"Transparency != Accountability"

danah boyd
EU Parliament: November 7, 2016

This talk was written for an EU Parliament Roundtable. It is a crib; the actual talk came out slightly differently. A video of the actual talk is available here.

Citation: boyd, danah. 2016. "Transparency != Accountability" EU Parliament Event 07/11 Algorithmic Accountability and Transparency. Brussels, November 7.

In the next ten years we will see data-driven technologies reconfigure systems in many different sectors, from autonomous vehicles to personalized learning, predictive policing to precision medicine. While the changes that we will see will create new opportunities, they will also create new challenges — and new worries — and it behooves us to start grappling with these issues now so that we can build healthy sociotechnical systems.

I believe that algorithmic transparency creates false hope. Not only is it technically untenable, but it obfuscates the real politics that are at stake.

Algorithms are nothing more than a set of instructions for a computer to follow. The more complex the technical system, the more difficult it is to discern why algorithms interact with each the way that they do. Putting complex computer code into the public domain for everyone to inspect does very little to achieve accountability. Consider, for example, the “Heartbleed” vulnerability that was introduced into OpenSSL code in 2011 but wasn’t identified until 2014. Hundreds of thousands of web servers relied on this code for security. Thousands of top notch computer scientists work with that code on a regular basis. And none of them saw the problem. Everyone agreed about what the “right” outcome should be, and tons of businesses were incentivized to make sure there were no problems. And still, it took two and a half years for an algorithmic vulnerability to be found in plain site, with the entire source code publicly available.

Transparency does not inherently enable accountability, even when the stars are aligned. To complicate matters, algorithmic transparency gets you nowhere without the data. Take, for example, Facebook’s News Feed. Such systems are designed to adapt to any type of content and evolve based on user feedback (e.g., clicks, likes, etc.). When you hear that something is “personalized,” this means that the data that you put into the system are compared to data others put into the system such that the results you get are statistically relative to the results others get. People mistakenly assume that personalization means that decisions are made based on your data alone. To the contrary, the whole point is to place your data in relation to others’. Even if you required Facebook to turn over their News Feed algorithm, you’d know nothing without the data. And asking for that data would be a violation of user privacy.

The goal shouldn’t be transparency for transparency’s sake. We want to get to accountability. Most folks think that you need algorithmic transparency to achieve accountability. I’m not so sure that’s true. But I do know that we cannot get closer to accountability if we don’t know what values we’re aiming for. We think that if the process is transparent, we can see how unfair decisions were made, but we don’t even know how to define terms like fairness. Is it more fair to give everyone equal opportunity or to combat inequity? Is it better for everyone to have access to the content shared by their friends or should hate speech be censored? Who gets to decide? We have a lot of hard work to define our terms that is, in many ways, separate from the hard work of understanding the algorithmic processes that are implementing the values “in” those terms. If we can define our terms, a lot more can be done.

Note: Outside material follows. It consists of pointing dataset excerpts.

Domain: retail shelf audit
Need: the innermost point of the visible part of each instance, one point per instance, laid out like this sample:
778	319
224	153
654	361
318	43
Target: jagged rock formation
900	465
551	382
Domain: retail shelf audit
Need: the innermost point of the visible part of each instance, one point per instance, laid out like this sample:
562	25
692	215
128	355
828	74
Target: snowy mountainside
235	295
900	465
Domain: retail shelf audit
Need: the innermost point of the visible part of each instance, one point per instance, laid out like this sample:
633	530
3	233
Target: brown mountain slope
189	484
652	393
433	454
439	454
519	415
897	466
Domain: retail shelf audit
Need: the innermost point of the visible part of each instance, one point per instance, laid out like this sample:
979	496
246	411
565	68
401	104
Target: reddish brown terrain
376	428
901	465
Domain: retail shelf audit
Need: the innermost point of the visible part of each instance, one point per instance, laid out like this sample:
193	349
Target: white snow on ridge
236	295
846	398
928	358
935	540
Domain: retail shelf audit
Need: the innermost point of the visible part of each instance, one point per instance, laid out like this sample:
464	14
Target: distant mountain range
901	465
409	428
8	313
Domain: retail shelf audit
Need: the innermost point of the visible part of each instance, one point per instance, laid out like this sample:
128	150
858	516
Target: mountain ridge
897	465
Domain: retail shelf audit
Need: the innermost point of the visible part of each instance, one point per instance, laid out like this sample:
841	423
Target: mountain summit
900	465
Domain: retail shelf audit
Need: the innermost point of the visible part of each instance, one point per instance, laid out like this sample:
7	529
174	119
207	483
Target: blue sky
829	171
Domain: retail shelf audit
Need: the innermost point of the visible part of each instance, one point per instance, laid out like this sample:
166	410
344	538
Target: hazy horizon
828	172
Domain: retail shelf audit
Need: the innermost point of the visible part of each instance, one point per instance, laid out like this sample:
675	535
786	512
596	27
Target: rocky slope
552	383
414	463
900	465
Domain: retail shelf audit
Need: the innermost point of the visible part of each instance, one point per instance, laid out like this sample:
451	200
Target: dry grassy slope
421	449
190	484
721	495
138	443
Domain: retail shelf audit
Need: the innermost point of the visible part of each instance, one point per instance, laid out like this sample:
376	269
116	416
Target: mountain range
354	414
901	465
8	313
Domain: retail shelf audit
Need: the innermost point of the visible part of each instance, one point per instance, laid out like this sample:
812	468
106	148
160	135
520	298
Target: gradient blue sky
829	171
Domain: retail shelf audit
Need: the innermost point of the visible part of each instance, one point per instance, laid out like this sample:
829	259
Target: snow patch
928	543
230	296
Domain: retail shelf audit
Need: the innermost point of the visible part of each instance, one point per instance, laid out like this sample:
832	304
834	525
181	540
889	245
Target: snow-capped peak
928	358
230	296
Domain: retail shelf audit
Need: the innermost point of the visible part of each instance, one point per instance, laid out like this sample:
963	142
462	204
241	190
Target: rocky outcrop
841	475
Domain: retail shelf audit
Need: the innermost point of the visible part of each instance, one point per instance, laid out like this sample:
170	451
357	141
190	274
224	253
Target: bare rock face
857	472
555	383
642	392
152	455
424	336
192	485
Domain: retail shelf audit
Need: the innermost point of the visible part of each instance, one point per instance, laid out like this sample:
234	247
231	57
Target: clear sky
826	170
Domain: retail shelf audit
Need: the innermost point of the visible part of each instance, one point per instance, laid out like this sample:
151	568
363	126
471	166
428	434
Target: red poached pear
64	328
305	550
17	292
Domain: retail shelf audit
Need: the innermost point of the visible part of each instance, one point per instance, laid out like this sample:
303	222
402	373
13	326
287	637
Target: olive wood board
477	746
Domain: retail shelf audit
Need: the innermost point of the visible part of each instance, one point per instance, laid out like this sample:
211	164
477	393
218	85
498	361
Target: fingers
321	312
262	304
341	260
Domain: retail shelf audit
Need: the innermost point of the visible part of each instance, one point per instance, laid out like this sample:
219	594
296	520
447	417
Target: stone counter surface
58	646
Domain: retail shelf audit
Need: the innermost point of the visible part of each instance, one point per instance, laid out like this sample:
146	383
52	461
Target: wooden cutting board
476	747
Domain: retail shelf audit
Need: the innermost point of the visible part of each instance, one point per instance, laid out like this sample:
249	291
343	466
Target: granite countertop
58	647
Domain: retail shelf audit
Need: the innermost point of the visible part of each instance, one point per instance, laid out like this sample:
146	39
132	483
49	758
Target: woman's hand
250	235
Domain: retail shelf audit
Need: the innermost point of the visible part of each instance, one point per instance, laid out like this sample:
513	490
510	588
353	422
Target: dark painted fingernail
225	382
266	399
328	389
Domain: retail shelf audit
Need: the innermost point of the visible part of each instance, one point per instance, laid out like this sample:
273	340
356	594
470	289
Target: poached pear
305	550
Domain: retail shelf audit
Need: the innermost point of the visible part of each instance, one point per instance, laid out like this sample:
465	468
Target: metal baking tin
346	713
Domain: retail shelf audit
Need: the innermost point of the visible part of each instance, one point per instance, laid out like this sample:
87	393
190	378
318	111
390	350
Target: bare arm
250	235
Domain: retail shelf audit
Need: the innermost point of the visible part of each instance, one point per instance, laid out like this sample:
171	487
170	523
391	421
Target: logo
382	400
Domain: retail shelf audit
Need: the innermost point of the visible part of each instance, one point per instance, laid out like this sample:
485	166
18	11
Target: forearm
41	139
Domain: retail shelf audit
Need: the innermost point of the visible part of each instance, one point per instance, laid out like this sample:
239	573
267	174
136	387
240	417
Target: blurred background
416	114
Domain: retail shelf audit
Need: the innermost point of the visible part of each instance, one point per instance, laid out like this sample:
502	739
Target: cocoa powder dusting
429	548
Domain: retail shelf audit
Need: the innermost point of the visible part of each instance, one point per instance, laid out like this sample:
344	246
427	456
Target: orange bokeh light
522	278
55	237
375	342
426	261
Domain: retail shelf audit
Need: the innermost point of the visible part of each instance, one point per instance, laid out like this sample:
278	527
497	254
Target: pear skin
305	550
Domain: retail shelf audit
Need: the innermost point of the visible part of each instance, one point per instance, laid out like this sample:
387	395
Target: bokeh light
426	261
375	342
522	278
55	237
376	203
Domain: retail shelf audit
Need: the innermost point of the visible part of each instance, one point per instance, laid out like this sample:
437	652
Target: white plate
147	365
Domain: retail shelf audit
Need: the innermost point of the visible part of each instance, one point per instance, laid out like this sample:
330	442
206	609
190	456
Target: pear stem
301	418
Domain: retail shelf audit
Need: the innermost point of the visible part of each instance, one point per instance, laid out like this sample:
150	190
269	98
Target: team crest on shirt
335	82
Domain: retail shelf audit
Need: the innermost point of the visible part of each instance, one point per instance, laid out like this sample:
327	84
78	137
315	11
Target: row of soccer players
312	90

Personally I’m excited by the technical work that is happening in an area known as “fairness, accountability, and transparency in machine learning” (FATML). An example remedy in this space was proposed by a group of computer scientists who were bothered by how hiring algorithms learned the biases of the training data. They renormalized the training data so that protected categories like race and gender couldn’t be discerned through proxies. To do so, they relied heavily on legal frames in the United States that define equal opportunity in employment, making it very clear that when the terms of fairness are clearly defined, they can be computationally protected. This kind of remedy shows the elegant marriage of technology and policy to achieve agreed upon ends.

No one, least of all a typical programmer, believes that computer scientists should be making the final decision about how to trade off different societal values. But they’re the ones who are programming those values into a system — and if they don’t have clear direction, they’re going to build something that affects peoples’ live in unexpected ways. Take, for example, scheduling software. Programmers have been told to maximize retailer efficiency by spreading labor out as much as possible. But that means that workers’ schedules are all over the place, that children suffer, that workers do double shifts without sleep, etc. The problem isn’t the algorithm; it’s how it’s deployed, what maximization goals it uses, and who has the power to adjust the system. If we’re going to deploy these systems, we need to articulate clearly what values we believe are important and then be held accountable for building systems to those standards.

The increasingly widespread use of algorithms makes one thing crystal clear: our social doctrine is not well-articulated. We believe in fairness, but we can’t define it. We believe in equity, but not if certain people suffer. We believe in justice, but we accept processes that suggest otherwise. We believe in democracy, but our implementation of the systems that could support it is flawed. Computer scientists depend on clarity when they design and deploy algorithms. If we aren’t clear in what we want, accountability doesn’t stand a chance.